Maxine Savitz is the vice president of the National Academy of Engineering, and holds a Ph.D in organic chemistry. She has more than 30 years of experience as a manager for research, development and implementation programs in both the public and private sectors. She had been a member of the President's Council of Advisors on Science and Technology (PCAST) from 2009 to 2016.

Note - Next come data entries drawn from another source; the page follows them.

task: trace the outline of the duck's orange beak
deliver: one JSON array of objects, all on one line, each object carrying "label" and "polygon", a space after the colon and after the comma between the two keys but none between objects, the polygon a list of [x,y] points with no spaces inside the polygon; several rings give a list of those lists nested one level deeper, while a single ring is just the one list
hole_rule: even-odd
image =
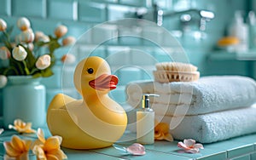
[{"label": "duck's orange beak", "polygon": [[102,74],[89,82],[89,85],[97,90],[112,90],[116,88],[119,78],[114,75]]}]

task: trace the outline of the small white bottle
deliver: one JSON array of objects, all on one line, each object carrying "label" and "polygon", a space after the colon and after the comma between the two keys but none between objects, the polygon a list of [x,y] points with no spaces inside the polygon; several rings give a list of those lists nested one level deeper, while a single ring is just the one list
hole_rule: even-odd
[{"label": "small white bottle", "polygon": [[249,25],[249,48],[255,49],[256,47],[256,15],[253,11],[248,14]]},{"label": "small white bottle", "polygon": [[154,143],[154,111],[149,106],[149,96],[143,94],[142,109],[137,111],[137,142],[143,145]]},{"label": "small white bottle", "polygon": [[248,51],[248,26],[244,23],[241,11],[235,13],[235,21],[230,28],[229,35],[239,39],[239,44],[235,47],[236,52],[246,53]]}]

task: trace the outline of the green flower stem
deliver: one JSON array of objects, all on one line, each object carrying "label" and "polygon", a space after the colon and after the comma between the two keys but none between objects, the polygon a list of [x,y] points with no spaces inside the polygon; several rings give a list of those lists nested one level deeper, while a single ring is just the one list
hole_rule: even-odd
[{"label": "green flower stem", "polygon": [[32,74],[34,74],[34,73],[35,73],[36,71],[39,71],[38,68],[33,68],[33,69],[31,71],[30,74],[32,75]]},{"label": "green flower stem", "polygon": [[29,74],[30,74],[30,71],[29,71],[27,66],[26,66],[26,61],[25,61],[25,60],[22,60],[22,63],[23,63],[23,65],[24,65],[24,70],[25,70],[26,74],[26,75],[29,75]]},{"label": "green flower stem", "polygon": [[6,38],[6,41],[4,42],[5,43],[5,45],[8,49],[9,49],[11,50],[12,49],[12,45],[10,43],[10,39],[9,39],[9,34],[6,32],[6,31],[3,31],[3,35],[5,36],[5,38]]},{"label": "green flower stem", "polygon": [[25,73],[24,73],[24,71],[23,71],[23,69],[22,69],[22,66],[21,66],[20,63],[17,63],[17,65],[18,65],[19,70],[20,70],[20,72],[21,72],[21,75],[24,75]]}]

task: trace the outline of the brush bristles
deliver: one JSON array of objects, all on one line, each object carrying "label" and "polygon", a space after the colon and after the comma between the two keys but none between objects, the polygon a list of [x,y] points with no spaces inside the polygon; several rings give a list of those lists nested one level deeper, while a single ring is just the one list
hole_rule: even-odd
[{"label": "brush bristles", "polygon": [[188,63],[182,62],[161,62],[155,65],[159,71],[196,71],[197,67]]}]

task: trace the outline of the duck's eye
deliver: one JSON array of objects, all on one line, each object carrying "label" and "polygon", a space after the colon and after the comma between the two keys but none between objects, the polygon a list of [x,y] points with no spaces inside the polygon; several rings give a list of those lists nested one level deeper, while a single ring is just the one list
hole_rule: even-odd
[{"label": "duck's eye", "polygon": [[92,68],[87,69],[87,72],[88,72],[89,74],[92,74],[92,73],[93,73],[93,69],[92,69]]}]

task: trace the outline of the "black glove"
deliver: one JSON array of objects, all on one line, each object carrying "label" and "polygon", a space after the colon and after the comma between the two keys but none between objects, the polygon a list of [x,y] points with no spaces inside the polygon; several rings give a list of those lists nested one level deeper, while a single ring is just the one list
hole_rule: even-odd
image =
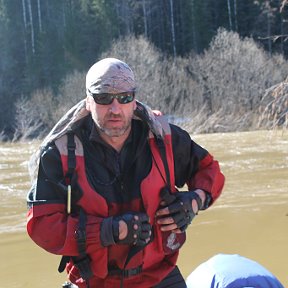
[{"label": "black glove", "polygon": [[168,217],[173,218],[177,228],[182,232],[187,229],[196,215],[192,209],[192,200],[196,200],[198,210],[202,206],[200,196],[194,191],[171,193],[167,188],[163,188],[160,196],[168,207]]},{"label": "black glove", "polygon": [[[123,220],[128,229],[126,238],[119,240],[119,221]],[[113,236],[117,244],[145,246],[151,237],[151,224],[145,213],[126,213],[113,217]]]}]

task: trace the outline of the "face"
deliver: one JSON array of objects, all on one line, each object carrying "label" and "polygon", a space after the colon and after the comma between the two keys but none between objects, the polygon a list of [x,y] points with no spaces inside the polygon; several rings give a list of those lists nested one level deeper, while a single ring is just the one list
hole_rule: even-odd
[{"label": "face", "polygon": [[101,105],[92,96],[87,96],[86,109],[91,112],[100,133],[108,137],[128,137],[136,101],[134,99],[130,103],[120,104],[117,99],[113,99],[111,104]]}]

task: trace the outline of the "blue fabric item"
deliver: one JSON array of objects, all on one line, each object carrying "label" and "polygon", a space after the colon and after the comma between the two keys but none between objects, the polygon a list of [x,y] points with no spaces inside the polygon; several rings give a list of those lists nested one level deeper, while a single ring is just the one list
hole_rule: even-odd
[{"label": "blue fabric item", "polygon": [[234,254],[218,254],[199,265],[187,278],[187,288],[284,288],[259,263]]}]

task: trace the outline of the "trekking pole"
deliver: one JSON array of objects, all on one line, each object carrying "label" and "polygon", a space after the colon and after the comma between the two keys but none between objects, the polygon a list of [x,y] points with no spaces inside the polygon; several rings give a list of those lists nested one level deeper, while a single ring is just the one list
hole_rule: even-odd
[{"label": "trekking pole", "polygon": [[64,284],[62,284],[62,288],[72,288],[73,286],[72,286],[73,284],[71,283],[71,282],[65,282]]}]

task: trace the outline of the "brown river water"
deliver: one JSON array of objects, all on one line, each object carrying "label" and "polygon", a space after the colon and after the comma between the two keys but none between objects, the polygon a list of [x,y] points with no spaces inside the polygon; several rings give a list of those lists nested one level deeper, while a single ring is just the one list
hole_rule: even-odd
[{"label": "brown river water", "polygon": [[[226,176],[221,197],[188,228],[185,277],[217,253],[258,261],[288,287],[288,132],[195,135]],[[27,163],[39,143],[0,144],[0,288],[60,288],[59,256],[26,234]]]}]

==Early life and education==
Savitz received her BA in chemistry from the Bryn Mawr College, and then completed her Ph.D. at the Massachusetts Institute of Technology. She then went on to do a postdoctoral fellowship at the University of California at Berkeley.

==Career==
Until 1979, Savitz was a program manager for the Research Applied to National Needs at the National Science Foundation. She then took on the position as deputy assistant secretary for conservation at the US Department of Energy (DOE) and remained there until 1983.
From 1987 until 2000, she was general manager of AlliedSignal. She retired as general manager for Technology Partnerships at Honeywell, Inc., formally known as AlliedSignal. From 1997 to 2000, Savitz was a serving member of the California Council on Science and Technology (CCST). She has served on various boards over the years, such as the American Council for an Energy-Efficient Economy, Federation of American Scientists, the National Science Board, Secretary of Energy Advisory Board, Electric Power Research Institute (EPRI), Defense Science Board, the Energy Foundation, as well as Draper Laboratory. She is also a member of the advisory body for Pacific Northwest National Laboratory, Sandia National Laboratories, and Jet Propulsion Laboratories.

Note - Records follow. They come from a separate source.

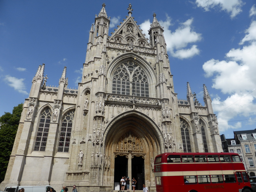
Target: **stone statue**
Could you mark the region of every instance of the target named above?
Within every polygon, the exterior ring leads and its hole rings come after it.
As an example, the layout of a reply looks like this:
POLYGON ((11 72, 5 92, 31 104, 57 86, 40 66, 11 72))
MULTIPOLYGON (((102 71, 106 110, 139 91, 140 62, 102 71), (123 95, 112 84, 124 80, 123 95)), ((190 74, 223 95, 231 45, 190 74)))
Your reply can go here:
POLYGON ((163 107, 162 108, 162 114, 163 115, 163 117, 165 116, 165 111, 164 110, 164 108, 163 107))
POLYGON ((99 157, 100 155, 99 153, 97 152, 95 154, 95 165, 98 164, 98 161, 99 161, 99 157))
POLYGON ((100 103, 99 104, 99 111, 101 110, 101 101, 100 101, 100 103))
POLYGON ((53 113, 53 120, 57 120, 57 118, 58 116, 58 111, 57 108, 55 108, 54 109, 54 112, 53 113))
POLYGON ((169 132, 167 134, 167 138, 168 138, 168 142, 170 143, 172 142, 172 136, 171 136, 171 133, 169 132))
POLYGON ((84 109, 88 108, 88 103, 89 103, 89 100, 88 100, 88 98, 86 98, 85 99, 85 102, 84 102, 84 104, 83 105, 84 108, 84 109))
POLYGON ((34 111, 34 110, 32 108, 32 106, 30 106, 28 110, 26 117, 28 119, 31 119, 32 117, 32 114, 33 114, 34 111))
POLYGON ((83 152, 81 149, 80 150, 80 152, 78 154, 78 164, 82 164, 83 157, 83 152))
POLYGON ((93 152, 91 156, 91 159, 92 165, 93 165, 94 163, 94 153, 93 152))

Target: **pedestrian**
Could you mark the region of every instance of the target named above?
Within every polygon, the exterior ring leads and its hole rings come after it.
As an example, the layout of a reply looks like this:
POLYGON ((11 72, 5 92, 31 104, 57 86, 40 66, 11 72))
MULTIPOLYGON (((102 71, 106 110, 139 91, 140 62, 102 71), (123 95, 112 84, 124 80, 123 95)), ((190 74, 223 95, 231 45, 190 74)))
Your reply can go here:
POLYGON ((143 184, 142 186, 143 186, 143 188, 142 188, 143 192, 148 192, 148 190, 147 189, 147 187, 146 186, 145 184, 143 184))
POLYGON ((136 186, 136 184, 137 183, 137 181, 135 180, 134 177, 133 177, 132 178, 132 186, 133 189, 133 192, 135 192, 135 187, 136 186))
POLYGON ((129 178, 129 177, 127 177, 126 178, 126 187, 127 188, 127 190, 128 191, 130 191, 130 181, 131 179, 129 178))
POLYGON ((60 191, 60 192, 64 192, 64 189, 65 189, 65 187, 66 187, 66 186, 63 186, 62 187, 62 189, 61 189, 61 190, 60 191))
POLYGON ((77 192, 77 190, 76 188, 76 185, 74 185, 73 186, 73 190, 72 191, 72 192, 77 192))
POLYGON ((122 178, 121 179, 120 181, 120 184, 121 184, 121 190, 123 192, 124 192, 124 177, 122 177, 122 178))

She had been a member of the PCAST from 2009 to 2016, and is currently a member and vice president of the National Academy of Engineering.

==Awards==
Savitz received the MERDC Commander Award for Scientific Excellence in 1967. In 1975 and 1979 she was recognized by the Engineering News-Record for Contribution to the Construction Industry. In 1980, she was awarded the President's Meritorious Rank. In 1981, she received the DOE Outstanding Service Medal, and in 1998 she was awarded the Orton Memorial Lecturer Award from the American Ceramic Society.

Savitz has also written more than 20 publications.